06-reference

amazon wbr metric trees business stack view research

Wed Apr 29 2026 20:00:00 GMT-0400 (Eastern Daylight Time) ·research-brief ·status: canonical

Amazon WBRs + Metric Trees + Business-Stack View — research and HQ design spec

Why this exists

Founder ask, 2026-04-30 (verbatim):

It’d be great if the HQ gave us a way to see each business stack and how the processes flowed.

  • instrumentation - list of what our inputs are
  • tools - what actions can we take
  • targeting system - what is our evaluation criteria
  • feedback - a list of decisions for how we updated our process (added instrumentation, how we used a tool, etc.)

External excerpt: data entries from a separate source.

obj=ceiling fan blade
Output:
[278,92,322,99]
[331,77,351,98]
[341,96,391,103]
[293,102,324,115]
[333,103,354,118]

Then if we click on the targeting system we should be able to see a business process DAG for how the tools and readings generate the outcome that our targeting system tracks. The feedback decision traces could be in a table below that.

I’m thinking Amazon WBRs and Metric Trees. There has to be more research into this style of management out there.

This shouldn’t all live on the HQ dashboard. I would think each small bet gets a different page.

The founder’s four-layer model — instrumentation / tools / targeting / feedback — is a clean OODA-style restatement of the Amazon WBR + Metric Tree pattern, applied at the granularity of a single small bet rather than a full company. The job of this brief is to (1) sanity-check that intuition against the existing literature, (2) lift the load-bearing patterns from WBRs and Metric Trees, and (3) translate them into a concrete HQ feature spec that fits the existing Astro + Hono+Bun stack.

Research findings: WBRs, Metric Trees, and adjacent management styles

Amazon Weekly Business Reviews (WBR)

Source-of-truth in the vault: 2026-04-15-commoncog-amazon-weekly-business-review and 2026-04-15-commoncog-working-backwards. Cross-referenced against Bryar/Carr’s Working Backwards and Holistics’ WBR breakdowns.

Load-bearing structure (compressed):

  1. Three goals, in strict order. (1) What did our customers experience last week? (2) How did our business do last week? (3) Are we on track to hit targets? Customer-first framing is deliberate — internal-first framing biases the metric set toward vanity.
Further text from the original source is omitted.